IRS further delays interest rules on cash balance accounts

Source: ebn.benefitnews.com

By Mark Lofgren

We understand that the IRS and Treasury continue to work on developing final regulations to implement the market rate of return limitations that apply to interest credits made to cash balance accounts. This has proved to be a particularly difficult area for the government to address and one that has received significant comments from cash balance plan sponsors and practitioners.

As a result, we still do not have final rules in this area, despite the publication of proposed regulations (and partial final regulations) back in 2010. However, the IRS recently provided an update on the ultimate timing of the final market rate regulations and on how the “MAP-21” (the Moving Ahead for Progress in the 21st Century Act) pension funding relief rules may impact interest credits under some cash balance plans.

In Notice 2012-61, which addresses a number of issues related to pension funding stabilization rules enacted in MAP-21, the IRS has provided the following important guidance regarding cash balance plans:

  • Final cash balance “market rate” regulations not effective prior to 1/1/14. The Notice indicates that the regulations governing the market rate of return limits that apply to cash balance plan interest credits will not become effective earlier than plan years that begin on or after January 1, 2014. This is welcome news since another year is nearing an end without final regulations in this area. If final regulations are issued later this fall (there is some chance of this, though we are not holding our breath), plan sponsors will not be forced to comply with the rules until after the 2013 plan year.
  • Possible impact of MAP-21 changes for cash balance plans that use the segment rates to determine interest credits. As permitted under existing IRS guidance, some cash balance plans use one of the segment rates under Code section 430(h)(2)(C) to determine the interest credits to be added to participants' cash balance accounts under the plan. The Notice addresses how the smoothing of these rates for plan funding purposes may impact the interest credits to be made to cash balance accounts in these plans.
  • MAP-21 smoothing impact is permissible (for now), but not required. If a cash balance plan defines its interest crediting rate with reference to one of the segment rates, the plan administrator can reasonably interpret plan terms to either apply or not apply the MAP-21 smoothing to the specified segment rate in determining interest credits.
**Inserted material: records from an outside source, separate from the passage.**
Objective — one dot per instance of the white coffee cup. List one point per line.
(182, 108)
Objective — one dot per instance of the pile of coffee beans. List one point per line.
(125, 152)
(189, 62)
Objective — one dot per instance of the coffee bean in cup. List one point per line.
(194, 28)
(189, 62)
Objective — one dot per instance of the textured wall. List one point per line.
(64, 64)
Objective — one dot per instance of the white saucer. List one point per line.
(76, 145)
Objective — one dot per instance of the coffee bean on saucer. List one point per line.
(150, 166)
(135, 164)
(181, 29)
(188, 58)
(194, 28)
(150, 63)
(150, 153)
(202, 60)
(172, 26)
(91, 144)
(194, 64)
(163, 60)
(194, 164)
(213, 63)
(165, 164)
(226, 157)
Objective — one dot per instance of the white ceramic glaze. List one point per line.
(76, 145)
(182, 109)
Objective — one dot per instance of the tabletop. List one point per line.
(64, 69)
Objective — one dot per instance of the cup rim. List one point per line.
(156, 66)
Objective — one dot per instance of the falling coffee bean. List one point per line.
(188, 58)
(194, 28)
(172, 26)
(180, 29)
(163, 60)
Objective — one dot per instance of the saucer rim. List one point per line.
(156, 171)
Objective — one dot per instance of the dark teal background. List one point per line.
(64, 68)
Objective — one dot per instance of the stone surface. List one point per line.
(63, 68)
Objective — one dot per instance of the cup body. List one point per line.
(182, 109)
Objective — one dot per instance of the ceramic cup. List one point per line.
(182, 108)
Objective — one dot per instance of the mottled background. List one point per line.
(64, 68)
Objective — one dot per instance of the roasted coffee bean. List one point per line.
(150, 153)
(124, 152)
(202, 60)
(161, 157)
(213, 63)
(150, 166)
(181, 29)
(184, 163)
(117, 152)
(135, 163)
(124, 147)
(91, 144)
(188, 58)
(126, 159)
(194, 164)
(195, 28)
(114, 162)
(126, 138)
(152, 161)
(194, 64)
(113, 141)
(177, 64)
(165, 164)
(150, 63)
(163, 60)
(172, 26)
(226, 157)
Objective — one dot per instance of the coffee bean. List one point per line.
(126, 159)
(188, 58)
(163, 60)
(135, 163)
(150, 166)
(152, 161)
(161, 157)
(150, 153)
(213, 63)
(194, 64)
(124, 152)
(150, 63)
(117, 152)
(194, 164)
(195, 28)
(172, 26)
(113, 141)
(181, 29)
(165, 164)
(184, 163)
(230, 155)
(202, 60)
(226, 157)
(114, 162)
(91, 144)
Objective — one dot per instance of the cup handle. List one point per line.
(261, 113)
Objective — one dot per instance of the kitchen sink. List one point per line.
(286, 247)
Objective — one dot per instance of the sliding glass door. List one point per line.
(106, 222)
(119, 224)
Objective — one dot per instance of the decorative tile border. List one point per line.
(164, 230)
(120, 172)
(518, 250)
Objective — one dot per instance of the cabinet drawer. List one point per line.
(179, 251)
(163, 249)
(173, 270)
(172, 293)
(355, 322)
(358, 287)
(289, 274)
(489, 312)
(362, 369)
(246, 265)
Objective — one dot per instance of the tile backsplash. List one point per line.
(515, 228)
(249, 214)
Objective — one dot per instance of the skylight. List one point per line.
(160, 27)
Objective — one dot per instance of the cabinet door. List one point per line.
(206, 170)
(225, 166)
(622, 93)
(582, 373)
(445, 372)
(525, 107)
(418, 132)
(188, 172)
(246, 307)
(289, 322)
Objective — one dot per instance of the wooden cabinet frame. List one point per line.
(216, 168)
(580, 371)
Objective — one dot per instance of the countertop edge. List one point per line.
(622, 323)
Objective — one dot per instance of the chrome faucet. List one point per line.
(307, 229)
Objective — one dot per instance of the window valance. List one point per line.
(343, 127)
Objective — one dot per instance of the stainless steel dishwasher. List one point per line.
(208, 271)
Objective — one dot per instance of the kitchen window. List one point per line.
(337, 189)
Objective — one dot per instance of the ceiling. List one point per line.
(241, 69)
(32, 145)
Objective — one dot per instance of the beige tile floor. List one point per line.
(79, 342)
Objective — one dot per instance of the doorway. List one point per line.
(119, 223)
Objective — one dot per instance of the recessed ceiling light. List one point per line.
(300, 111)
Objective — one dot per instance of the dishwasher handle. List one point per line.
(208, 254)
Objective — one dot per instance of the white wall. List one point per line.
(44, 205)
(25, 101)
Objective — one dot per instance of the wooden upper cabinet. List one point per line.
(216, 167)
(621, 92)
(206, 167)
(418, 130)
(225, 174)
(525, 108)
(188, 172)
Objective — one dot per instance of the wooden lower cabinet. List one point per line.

Further, if such a plan is amended to specify which approach is being taken and the amendment is adopted by the deadline set by the IRS to meet the final cash balance market rate of return requirements (which will not be prior to 1/1/14), the amendment will not be considered an impermissible cut-back of benefits under Code section 411(d)(6) and will not trigger an advance participant notice under ERISA section 204(h) (this is the notice generally required when an amendment results in the significant reduction in future benefit accruals).

  • Application of MAP-21 smoothing. If a plan is interpreted to apply the MAP-21 smoothing to determine interest credits, the plan must apply the new rate to determine interest credits beginning either (1) the first day of the first plan year for which the MAP-21 rates apply for funding purposes, or (2) the first day of the plan year beginning in 2012. Once a plan has been interpreted to use the smoothing in determining interest credits, the plan cannot be changed to stop using the smoothing for this purpose without triggering the 411(d)(6) anti-cutback protections (unless future guidance provides otherwise).
  • MAP-21 smoothing may not meet final market rate rules. The Notice cautions that it is not a foregone conclusion that the MAP-21 adjusted segment rates will be approved as within the market rate limitations. If the final market rate regulations do not permit a cash balance plan to use the MAP-21 segment rates for interest crediting, then any plan using such rates must change to a permissible rate in accordance with applicable transition rules that will be set out by the IRS. Given this caution about whether the MAP-21 adjusted rates will be permissible in the long run, plan sponsors that currently use a segment rate for interest credits will want to carefully consider the potential implications of moving to the MAP-21 modifications for this purpose prior to the issuance of final IRS guidance on the market rate rules.

In our experience, it is unusual for the IRS to indicate that the plan administrator is permitted to make this sort of plan interpretation without a corresponding plan amendment. In any event, plan sponsors in this position will want to carefully consider with their counsel the pros and cons of both approaches.

 


Cash Balance Bounce

Cash balance plans increased by 21 percent in 2010 (the latest data available), nearly doubling 2009's jump of 11 percent, according to the 2012 National Cash Balance Research Report by Kravitz. Cash balance plans are growing faster than all other retirement plans, including 401(k)s, which logged a 1 percent decline over the same period.